Physics

Muslim scientists studied acoustics, its origin and its transfer. They were the first to understand that sounds are affected by the bodies that cause them and that these sounds transfer in the air in the form of circular waves. Muslim scientists were also the first to categorize sounds into different types; they expounded that the sounds of animals differ according to the length of their necks, the width of their throats and the structure of their larynx.

Abu al-Fath Abd al-Rahman Mansour al-Khazini was an incomparable physicist, particularly in relation with dynamics and hydrostatics to the extent that the succeeding researchers have been startled. His theories in the field on kinetics are still been used in schools and universities up till now. Among these theories are the Theory of Obliquity and Inclination and the Theory of Impulse. Al-Khazani pointed out that air had weight and power to boost things suspended in it, adding that the weight of the object in the air weighs less than its actual weight and its condensed weight depends on the density of air. It is worth of note that these studies paved the way for the inventions of the barometer (pressure measurement), air vacuums and pumps among others. A lot of historians in the field of science regard Al-Khazani the physicist of all physicists.
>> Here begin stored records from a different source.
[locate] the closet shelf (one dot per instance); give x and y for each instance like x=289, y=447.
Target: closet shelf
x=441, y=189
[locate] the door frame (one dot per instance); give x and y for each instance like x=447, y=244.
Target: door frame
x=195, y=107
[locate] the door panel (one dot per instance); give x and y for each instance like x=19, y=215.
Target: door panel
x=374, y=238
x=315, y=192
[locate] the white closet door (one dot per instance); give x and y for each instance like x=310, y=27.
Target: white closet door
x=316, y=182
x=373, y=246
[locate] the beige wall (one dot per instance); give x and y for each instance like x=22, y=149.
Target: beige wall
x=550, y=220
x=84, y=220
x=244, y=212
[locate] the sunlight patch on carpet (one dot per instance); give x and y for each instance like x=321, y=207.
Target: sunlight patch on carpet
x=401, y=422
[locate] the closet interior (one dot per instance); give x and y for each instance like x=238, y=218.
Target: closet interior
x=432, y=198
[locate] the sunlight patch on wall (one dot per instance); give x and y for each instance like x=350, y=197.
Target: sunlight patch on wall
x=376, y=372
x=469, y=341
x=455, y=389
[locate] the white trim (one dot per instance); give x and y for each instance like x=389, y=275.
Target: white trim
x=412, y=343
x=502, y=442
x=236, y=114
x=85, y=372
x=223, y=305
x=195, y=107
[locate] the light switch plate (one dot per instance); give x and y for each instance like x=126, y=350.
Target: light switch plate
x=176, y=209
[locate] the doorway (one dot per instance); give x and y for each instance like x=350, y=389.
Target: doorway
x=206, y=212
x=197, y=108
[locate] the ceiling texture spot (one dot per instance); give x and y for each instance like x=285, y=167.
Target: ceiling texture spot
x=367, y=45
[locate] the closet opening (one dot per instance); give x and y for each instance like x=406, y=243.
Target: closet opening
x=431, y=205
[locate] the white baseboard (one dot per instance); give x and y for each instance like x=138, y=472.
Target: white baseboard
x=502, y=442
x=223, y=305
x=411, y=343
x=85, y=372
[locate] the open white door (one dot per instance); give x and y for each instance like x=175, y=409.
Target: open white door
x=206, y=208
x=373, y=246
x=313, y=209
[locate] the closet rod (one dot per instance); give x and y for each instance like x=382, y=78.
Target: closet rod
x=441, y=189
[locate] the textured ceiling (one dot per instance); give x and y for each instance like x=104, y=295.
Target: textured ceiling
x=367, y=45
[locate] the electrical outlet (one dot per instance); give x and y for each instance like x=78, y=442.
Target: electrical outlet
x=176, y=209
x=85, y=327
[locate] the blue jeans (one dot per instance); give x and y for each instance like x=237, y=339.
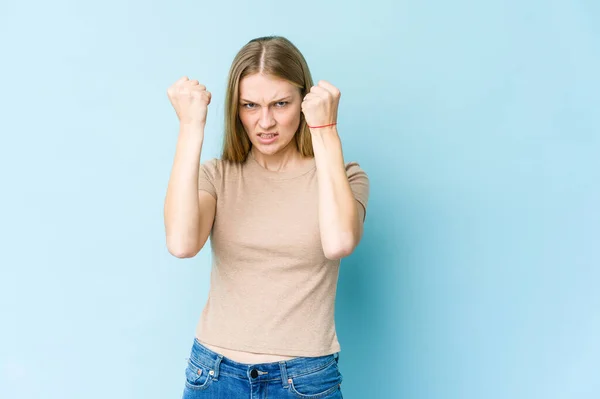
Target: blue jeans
x=211, y=375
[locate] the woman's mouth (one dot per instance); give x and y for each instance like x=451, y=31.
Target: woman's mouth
x=267, y=138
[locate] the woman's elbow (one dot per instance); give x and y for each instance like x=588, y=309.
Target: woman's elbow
x=340, y=249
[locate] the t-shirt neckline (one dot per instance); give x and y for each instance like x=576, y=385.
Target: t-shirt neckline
x=280, y=175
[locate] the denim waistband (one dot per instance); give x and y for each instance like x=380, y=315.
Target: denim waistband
x=280, y=370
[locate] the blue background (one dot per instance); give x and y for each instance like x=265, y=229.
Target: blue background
x=477, y=122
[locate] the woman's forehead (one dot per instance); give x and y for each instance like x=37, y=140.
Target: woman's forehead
x=265, y=87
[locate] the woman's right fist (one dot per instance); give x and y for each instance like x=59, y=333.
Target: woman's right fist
x=190, y=101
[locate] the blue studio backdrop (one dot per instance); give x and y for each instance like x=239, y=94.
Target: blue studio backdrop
x=476, y=121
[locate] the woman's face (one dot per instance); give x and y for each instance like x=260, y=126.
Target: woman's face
x=270, y=110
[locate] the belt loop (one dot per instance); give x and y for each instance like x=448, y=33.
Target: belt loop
x=217, y=367
x=283, y=373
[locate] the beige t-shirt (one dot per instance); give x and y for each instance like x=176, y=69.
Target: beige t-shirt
x=272, y=290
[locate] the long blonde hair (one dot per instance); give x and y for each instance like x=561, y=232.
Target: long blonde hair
x=270, y=55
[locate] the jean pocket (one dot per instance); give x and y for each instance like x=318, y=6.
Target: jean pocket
x=318, y=383
x=197, y=376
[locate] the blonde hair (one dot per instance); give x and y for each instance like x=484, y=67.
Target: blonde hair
x=270, y=55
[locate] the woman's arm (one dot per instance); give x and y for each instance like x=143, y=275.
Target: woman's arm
x=340, y=219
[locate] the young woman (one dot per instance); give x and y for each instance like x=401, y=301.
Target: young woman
x=281, y=208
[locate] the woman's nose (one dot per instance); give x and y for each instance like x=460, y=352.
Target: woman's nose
x=266, y=118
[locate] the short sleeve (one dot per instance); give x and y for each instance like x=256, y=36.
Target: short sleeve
x=359, y=184
x=208, y=177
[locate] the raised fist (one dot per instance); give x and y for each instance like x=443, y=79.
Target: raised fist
x=190, y=101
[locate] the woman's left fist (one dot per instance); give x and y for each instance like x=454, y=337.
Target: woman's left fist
x=320, y=104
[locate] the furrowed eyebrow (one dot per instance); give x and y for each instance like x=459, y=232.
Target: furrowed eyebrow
x=276, y=101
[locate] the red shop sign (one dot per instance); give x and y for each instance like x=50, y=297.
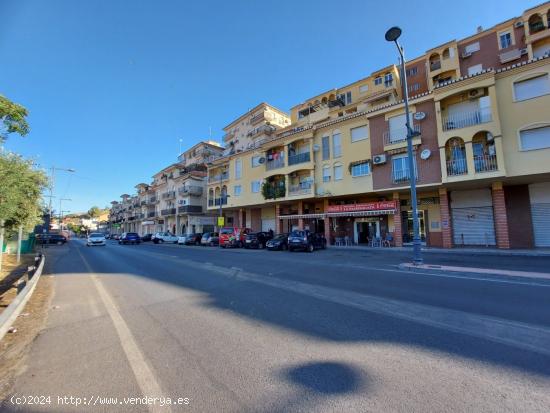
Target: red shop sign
x=368, y=206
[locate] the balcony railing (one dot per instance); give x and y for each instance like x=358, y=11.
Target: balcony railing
x=465, y=119
x=398, y=135
x=274, y=164
x=169, y=211
x=303, y=188
x=457, y=167
x=299, y=158
x=485, y=163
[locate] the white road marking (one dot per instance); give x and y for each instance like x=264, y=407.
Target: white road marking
x=143, y=373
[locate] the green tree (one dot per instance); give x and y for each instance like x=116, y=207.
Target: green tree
x=20, y=192
x=13, y=119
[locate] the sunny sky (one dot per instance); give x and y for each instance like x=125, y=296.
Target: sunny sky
x=112, y=86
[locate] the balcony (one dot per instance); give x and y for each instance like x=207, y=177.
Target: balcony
x=190, y=209
x=169, y=211
x=397, y=135
x=275, y=164
x=169, y=195
x=192, y=190
x=303, y=188
x=465, y=119
x=485, y=163
x=299, y=158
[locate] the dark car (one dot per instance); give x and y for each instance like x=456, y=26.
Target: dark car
x=129, y=238
x=147, y=237
x=257, y=239
x=193, y=239
x=305, y=240
x=279, y=243
x=51, y=239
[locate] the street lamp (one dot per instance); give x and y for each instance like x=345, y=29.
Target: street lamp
x=391, y=36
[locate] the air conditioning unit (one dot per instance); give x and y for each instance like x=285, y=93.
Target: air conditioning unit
x=475, y=93
x=379, y=159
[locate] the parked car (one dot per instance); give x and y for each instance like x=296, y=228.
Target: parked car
x=193, y=239
x=233, y=236
x=49, y=238
x=210, y=238
x=161, y=237
x=306, y=241
x=147, y=237
x=257, y=239
x=96, y=238
x=129, y=238
x=279, y=242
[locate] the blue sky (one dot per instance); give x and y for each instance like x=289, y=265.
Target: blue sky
x=112, y=86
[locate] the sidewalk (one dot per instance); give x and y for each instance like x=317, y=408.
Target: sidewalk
x=539, y=252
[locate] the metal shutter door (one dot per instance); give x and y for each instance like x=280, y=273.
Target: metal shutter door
x=473, y=226
x=268, y=224
x=540, y=214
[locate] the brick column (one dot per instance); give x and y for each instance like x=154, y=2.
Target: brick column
x=300, y=212
x=446, y=228
x=398, y=231
x=501, y=219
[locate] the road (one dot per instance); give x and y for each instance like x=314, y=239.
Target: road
x=259, y=331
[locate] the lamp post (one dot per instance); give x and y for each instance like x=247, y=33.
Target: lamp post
x=391, y=36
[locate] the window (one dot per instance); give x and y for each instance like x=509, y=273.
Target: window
x=326, y=147
x=238, y=168
x=536, y=138
x=338, y=171
x=471, y=48
x=256, y=161
x=336, y=145
x=505, y=40
x=360, y=169
x=359, y=133
x=472, y=70
x=255, y=186
x=326, y=173
x=532, y=88
x=400, y=168
x=412, y=71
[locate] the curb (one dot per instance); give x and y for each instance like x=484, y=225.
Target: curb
x=12, y=311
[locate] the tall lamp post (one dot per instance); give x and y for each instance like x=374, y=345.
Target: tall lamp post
x=391, y=36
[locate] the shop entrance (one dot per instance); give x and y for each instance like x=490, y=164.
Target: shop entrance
x=408, y=233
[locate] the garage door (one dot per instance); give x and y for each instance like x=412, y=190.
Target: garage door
x=268, y=224
x=473, y=226
x=540, y=214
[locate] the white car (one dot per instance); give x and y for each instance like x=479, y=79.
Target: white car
x=96, y=238
x=161, y=237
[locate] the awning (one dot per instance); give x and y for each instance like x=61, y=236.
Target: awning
x=361, y=213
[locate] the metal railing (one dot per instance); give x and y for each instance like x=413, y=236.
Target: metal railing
x=274, y=164
x=485, y=163
x=392, y=136
x=299, y=158
x=465, y=119
x=457, y=167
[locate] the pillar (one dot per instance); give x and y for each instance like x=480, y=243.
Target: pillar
x=446, y=227
x=501, y=219
x=397, y=225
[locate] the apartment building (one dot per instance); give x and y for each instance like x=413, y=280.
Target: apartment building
x=479, y=107
x=174, y=201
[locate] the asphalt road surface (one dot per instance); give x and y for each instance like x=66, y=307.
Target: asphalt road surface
x=256, y=331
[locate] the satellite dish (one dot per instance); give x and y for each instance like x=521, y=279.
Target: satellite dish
x=425, y=154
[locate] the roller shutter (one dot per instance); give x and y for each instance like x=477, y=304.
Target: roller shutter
x=473, y=226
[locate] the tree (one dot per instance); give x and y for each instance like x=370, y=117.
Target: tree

Ibn Al-Haitham (965 – 1040) known in the West as Alhazen was the mathematician and physicist who made the first significant contributions to optical theory since the time of Claudius Ptolemy. In his treatise on optics, translated into Latin in 1270, he published theories on refraction, reflection, binocular vision, focusing with lenses, the rainbow, parabolic and spherical mirrors, spherical aberration, atmospheric refraction, and the apparent increase in size of planetary bodies near the Earth’s horizon. He was the first to give an accurate account of vision; correctly stating that light comes from the object seen by the eye.

Laws of motion

The importance of the laws of motion lies in the fact that they are viewed as the backbone of contemporary civilization. For example, the sciences of mobile machinery nowadays starting from the car, train, plane, space rockets, and transatlantic rockets, among others rely on these laws. They have aided man to invade the outer space and to land on the surface of the moon. Moreover, they are deemed the basis for all physical sciences which depend on motion. It is well known that these laws were described by the English scientist, Isaac Newton. But in the beginning of the 20th century, a group of contemporary physicists, mostly, prominent Professors of Mathematics examined these laws. They checked the accessible body of Islamic manuscripts in this field and came up with the fact that Muslim scientists were the first to discover these laws seven centuries before Newton was born. All what Newton did was to collect what had been written on these laws and formulated them in a mathematical form.

First Law of Motion

Newton stated that, “In the absence of force, a body either is at rest or moves in a straight line with constant speed.” Incidentally, Ibn Sina (Avicenna) in his book, Isharat wa Tanbihat (Insinuations and Notices) identified the same law in his own words: “You know if the object is left unaffected by external influence, it remains as it is.” It is clear this statement of Avicenna regarding the first law of motion excelled that of Isaac Newton who appeared centuries later.

Second Law of Motion

According to Newton’s mathematical formulation, he stated that, “A body experiencing a force, F will have an acceleration ‘a’ related to F by F = ma, where m is the mass of the body. Alternatively, force is proportional to the time derivative of momentum.” When it comes to Muslims, Hebattullah bin Malaka Al-Baghdadi (1087 – 1164) indicated in his book, Al-Moatabar fil Hikma (The Considered in Wisdom) that, “The faster the speed, the stronger the power. The stronger the power that pushes the object, the faster the speed of the object at move, and the shorter the time spent for covering the distance.” This is exactly what Newton mathematically formulated and named the second law of motion.

Third Law of Motion

The third law of motion says that if two objects interact, the force the first object exacts on the second object (called the power of the action) is equal to the force the second object exacts on the first, but it holds the opposite direction. This power is called the Force of the Reaction. Newton mathematically formulated this law as follows: “Every action has a reaction which is equal in magnitude and opposite in direction.” The same concept has been asserted by Ibn Al-Haitham (Alhazen) in his book, The Scenes. He pointed out that “The moving object is encountered by an obstruction, and if this forces remains, this moving object retreats in the opposite direction in the same speed practiced by the first object and according to the power of obstruction.”